Rien ne sert de planifier, il faut agir à point.

(Au moment où vous lisez ces lignes, je travaille activement à faire breveter cet adage qui est, selon moi, la plus belle chose qui a été écrite après, bien sûr, le dernier roman de Denise Bombardier sur l’amour à l’âge de la retraite.)

Je n’ai jamais été très bon en planification.  Au secondaire, on nous remettait un agenda scolaire à chaque début d’année.  La première semaine, j’étais hyper motivé à y inscrire absolument tous mes devoirs.  Mais rapidement, l’agenda devenait plutôt un recueil de paroles de chansons.

C’est de même.  Quand vient le temps de planifier sur papier, j’ai une bulle au cerveau.  Je refuse.  Ceci dit, je n’ai jamais manqué une seule remise de travaux.

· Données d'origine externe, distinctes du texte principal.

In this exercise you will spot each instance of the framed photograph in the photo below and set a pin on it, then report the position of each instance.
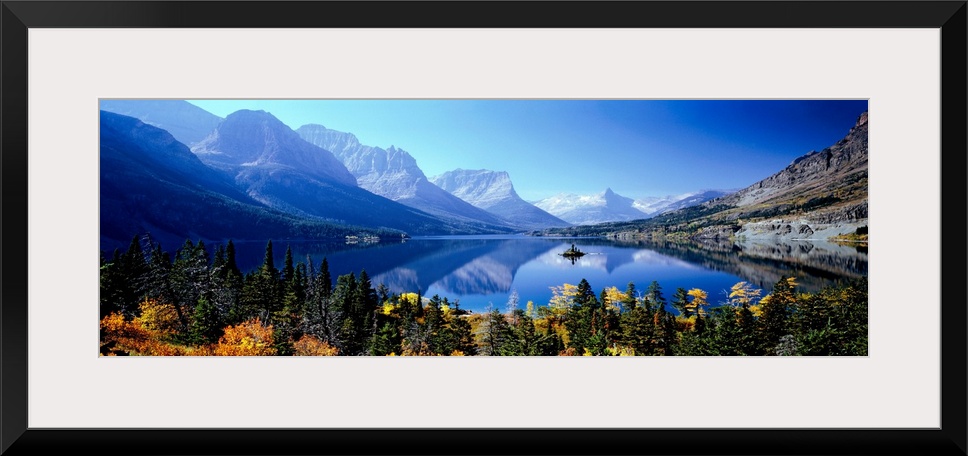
(900, 65)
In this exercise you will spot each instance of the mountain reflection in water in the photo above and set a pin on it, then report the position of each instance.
(484, 270)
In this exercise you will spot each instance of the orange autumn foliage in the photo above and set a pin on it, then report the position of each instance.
(123, 337)
(310, 346)
(249, 338)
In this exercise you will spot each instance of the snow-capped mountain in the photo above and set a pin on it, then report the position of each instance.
(494, 192)
(275, 166)
(393, 173)
(654, 205)
(591, 209)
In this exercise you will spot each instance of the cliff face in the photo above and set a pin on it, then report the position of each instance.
(818, 196)
(837, 174)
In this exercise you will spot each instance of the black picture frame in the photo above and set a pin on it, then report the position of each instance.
(18, 16)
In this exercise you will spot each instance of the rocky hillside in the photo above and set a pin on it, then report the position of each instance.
(818, 196)
(393, 173)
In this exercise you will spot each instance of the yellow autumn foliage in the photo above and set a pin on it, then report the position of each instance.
(308, 345)
(249, 338)
(126, 337)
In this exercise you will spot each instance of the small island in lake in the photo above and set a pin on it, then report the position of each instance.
(573, 252)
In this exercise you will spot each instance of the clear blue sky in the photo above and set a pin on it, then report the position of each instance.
(637, 147)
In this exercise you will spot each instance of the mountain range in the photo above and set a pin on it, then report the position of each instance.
(177, 171)
(609, 206)
(187, 123)
(393, 173)
(151, 183)
(817, 196)
(494, 192)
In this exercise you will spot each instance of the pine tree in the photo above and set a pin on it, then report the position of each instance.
(680, 301)
(777, 308)
(206, 327)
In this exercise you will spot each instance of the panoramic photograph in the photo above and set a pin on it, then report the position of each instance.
(483, 227)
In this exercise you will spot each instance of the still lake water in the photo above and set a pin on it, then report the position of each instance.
(484, 270)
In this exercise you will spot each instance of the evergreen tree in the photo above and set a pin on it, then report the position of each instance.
(492, 333)
(777, 308)
(206, 327)
(680, 301)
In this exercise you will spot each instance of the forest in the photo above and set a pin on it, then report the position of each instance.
(197, 303)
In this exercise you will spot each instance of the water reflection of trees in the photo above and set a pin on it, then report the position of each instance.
(762, 263)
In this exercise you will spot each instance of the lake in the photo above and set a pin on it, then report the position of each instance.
(479, 271)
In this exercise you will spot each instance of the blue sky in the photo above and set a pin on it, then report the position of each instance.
(638, 148)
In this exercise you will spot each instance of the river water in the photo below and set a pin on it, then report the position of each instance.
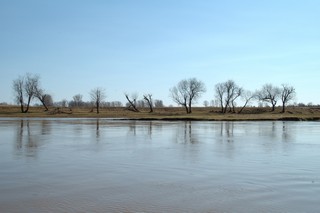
(101, 165)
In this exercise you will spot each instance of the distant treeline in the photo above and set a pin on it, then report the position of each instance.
(186, 93)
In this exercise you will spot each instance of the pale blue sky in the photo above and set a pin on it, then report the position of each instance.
(145, 46)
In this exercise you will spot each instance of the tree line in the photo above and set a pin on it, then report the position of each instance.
(186, 93)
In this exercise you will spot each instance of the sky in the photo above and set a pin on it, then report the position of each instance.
(145, 46)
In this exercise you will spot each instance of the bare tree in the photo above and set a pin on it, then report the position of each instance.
(246, 96)
(226, 94)
(77, 100)
(269, 93)
(132, 103)
(205, 103)
(158, 103)
(220, 93)
(43, 97)
(25, 88)
(18, 86)
(97, 96)
(287, 94)
(148, 99)
(187, 92)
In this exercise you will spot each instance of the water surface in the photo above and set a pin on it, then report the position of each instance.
(101, 165)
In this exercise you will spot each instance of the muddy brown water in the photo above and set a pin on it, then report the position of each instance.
(101, 165)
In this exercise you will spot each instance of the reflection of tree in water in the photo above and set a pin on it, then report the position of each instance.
(27, 141)
(145, 128)
(185, 134)
(226, 131)
(98, 129)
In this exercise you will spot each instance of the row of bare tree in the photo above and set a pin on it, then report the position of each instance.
(185, 94)
(188, 91)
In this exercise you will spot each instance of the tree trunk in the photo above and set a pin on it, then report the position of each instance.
(190, 110)
(28, 104)
(244, 106)
(44, 104)
(21, 106)
(98, 106)
(186, 107)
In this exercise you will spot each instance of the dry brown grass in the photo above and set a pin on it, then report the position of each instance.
(168, 113)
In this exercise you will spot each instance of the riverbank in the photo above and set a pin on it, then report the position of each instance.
(167, 113)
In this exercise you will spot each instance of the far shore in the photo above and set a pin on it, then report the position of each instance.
(168, 114)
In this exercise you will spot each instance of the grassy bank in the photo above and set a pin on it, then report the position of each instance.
(168, 113)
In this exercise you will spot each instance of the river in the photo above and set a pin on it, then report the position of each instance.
(103, 165)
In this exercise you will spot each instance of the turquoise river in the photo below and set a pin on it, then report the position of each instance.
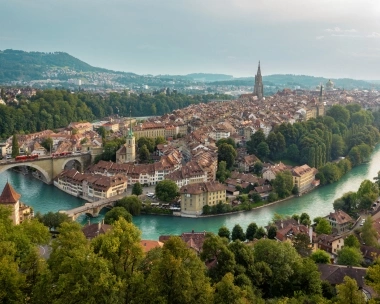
(45, 198)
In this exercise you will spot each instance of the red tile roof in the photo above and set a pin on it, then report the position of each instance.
(9, 195)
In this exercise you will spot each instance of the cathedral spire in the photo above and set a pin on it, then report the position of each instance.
(130, 133)
(259, 69)
(258, 88)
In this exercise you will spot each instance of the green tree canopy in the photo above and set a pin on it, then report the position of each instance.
(251, 231)
(348, 292)
(320, 257)
(130, 203)
(256, 139)
(323, 227)
(350, 256)
(15, 147)
(144, 155)
(227, 153)
(238, 233)
(369, 234)
(137, 189)
(224, 232)
(283, 184)
(351, 241)
(167, 190)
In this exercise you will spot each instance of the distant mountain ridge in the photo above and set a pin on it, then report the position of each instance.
(16, 65)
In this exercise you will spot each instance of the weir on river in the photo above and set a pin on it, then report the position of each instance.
(45, 198)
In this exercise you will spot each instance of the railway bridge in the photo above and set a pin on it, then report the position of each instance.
(47, 166)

Encore aujourd’hui, mon agenda est dans ma tête et je fonctionne très bien ainsi.  Un jour, peut-être, j’oublierai de me rendre à un important rendez-vous me permettant de signer un lucratif contrat avec une multinationale productrice de macédoine en canne…  Mais d’ici là, je fais confiance à mon coco.

En fin de semaine, j’ai planifié un brunch dominical.  Le concept était simple : commencer ma journée en bonne compagnie, me nourrir copieusement en prenant bien soin de ne pas toucher aux damnés melons qu’on nous impose dans chaque assiette allant de la pancake de base aux déjeuners de la construction.

Vers 13h57, c’était chose faite.  Le plan avait été effectué avec succès et mon numéro de confirmation était le 876899-B.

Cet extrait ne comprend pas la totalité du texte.